Monday, October 18, 2010

giving God my all...

you know... I give God my mind and my heart and my body... to do whatever He wants to do in my life... but a few days ago... He asks me for my stomach... now that seemed really strange to me...

the background to this is... God wants me to give up sugar and white flour... I have a long standing love affair with biscuits and cookies... so I have not been able to give God what He wants... and He reveals to me that I am trying to do this in my own power... and I think... well of course I am.. this is not something spiritual... this is just what I'm eating...

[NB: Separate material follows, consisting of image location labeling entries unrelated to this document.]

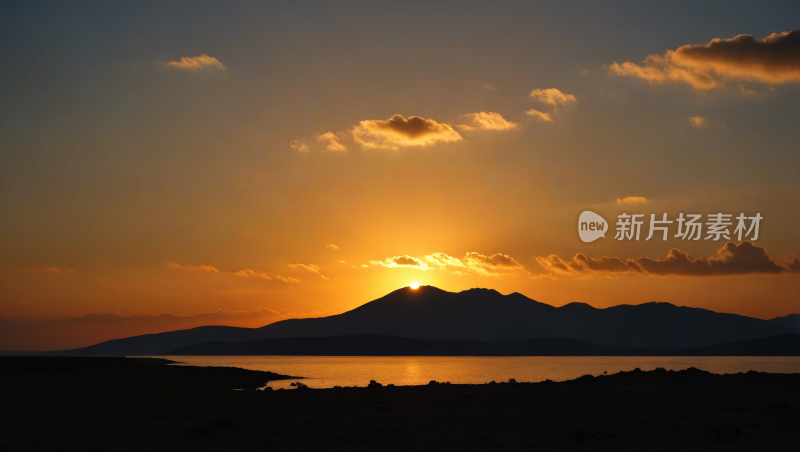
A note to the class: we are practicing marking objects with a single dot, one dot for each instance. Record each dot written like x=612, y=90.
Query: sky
x=166, y=165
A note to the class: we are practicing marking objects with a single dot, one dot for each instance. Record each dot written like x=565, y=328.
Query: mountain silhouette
x=429, y=313
x=379, y=345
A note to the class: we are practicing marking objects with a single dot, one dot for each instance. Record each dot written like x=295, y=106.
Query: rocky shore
x=107, y=404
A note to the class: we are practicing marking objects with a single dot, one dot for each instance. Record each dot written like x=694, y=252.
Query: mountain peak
x=578, y=305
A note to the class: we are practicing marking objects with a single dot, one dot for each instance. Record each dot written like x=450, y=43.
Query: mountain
x=432, y=314
x=791, y=321
x=378, y=345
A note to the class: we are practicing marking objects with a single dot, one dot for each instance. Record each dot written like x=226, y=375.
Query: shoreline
x=136, y=406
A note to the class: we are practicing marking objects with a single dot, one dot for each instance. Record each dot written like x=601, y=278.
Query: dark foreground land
x=93, y=404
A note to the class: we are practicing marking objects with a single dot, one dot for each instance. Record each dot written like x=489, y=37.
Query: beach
x=120, y=404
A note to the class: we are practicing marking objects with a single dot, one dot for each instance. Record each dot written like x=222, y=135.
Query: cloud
x=702, y=123
x=487, y=121
x=790, y=261
x=540, y=115
x=332, y=140
x=493, y=265
x=299, y=146
x=52, y=270
x=632, y=200
x=732, y=259
x=553, y=97
x=398, y=132
x=197, y=64
x=247, y=273
x=403, y=262
x=722, y=62
x=204, y=268
x=310, y=267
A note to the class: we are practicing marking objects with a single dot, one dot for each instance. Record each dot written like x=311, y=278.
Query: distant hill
x=479, y=315
x=791, y=321
x=378, y=345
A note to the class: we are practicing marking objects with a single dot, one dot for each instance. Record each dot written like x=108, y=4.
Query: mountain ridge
x=432, y=314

well amazingly to me... God seems to think that even what I eat is His... if we go deeper into it... I guess this is one more thing that we try to keep control of... trying to hold on to some semblance of power... I don't think it is so much about what I am eating... as it is about giving it to God...

it is hard to recognize that every part of us... every little thing is God's.. not our own... and it is to Him to have control of it... and we don't like to give Him control of anything much less of everything... so this morning... as I wake.. and I am praying.. and giving God my life.. my mind.. my heart.. my body.. I also give Him my stomach... and even though I really don't understand it... it is about surrender..

so Lord continue to lead me... teach me to give You every part of me that I knowingly and unknowingly withhold... I ask you to control my entire life... I submit completely to You.. in Jesus name.. amen.amen.amen.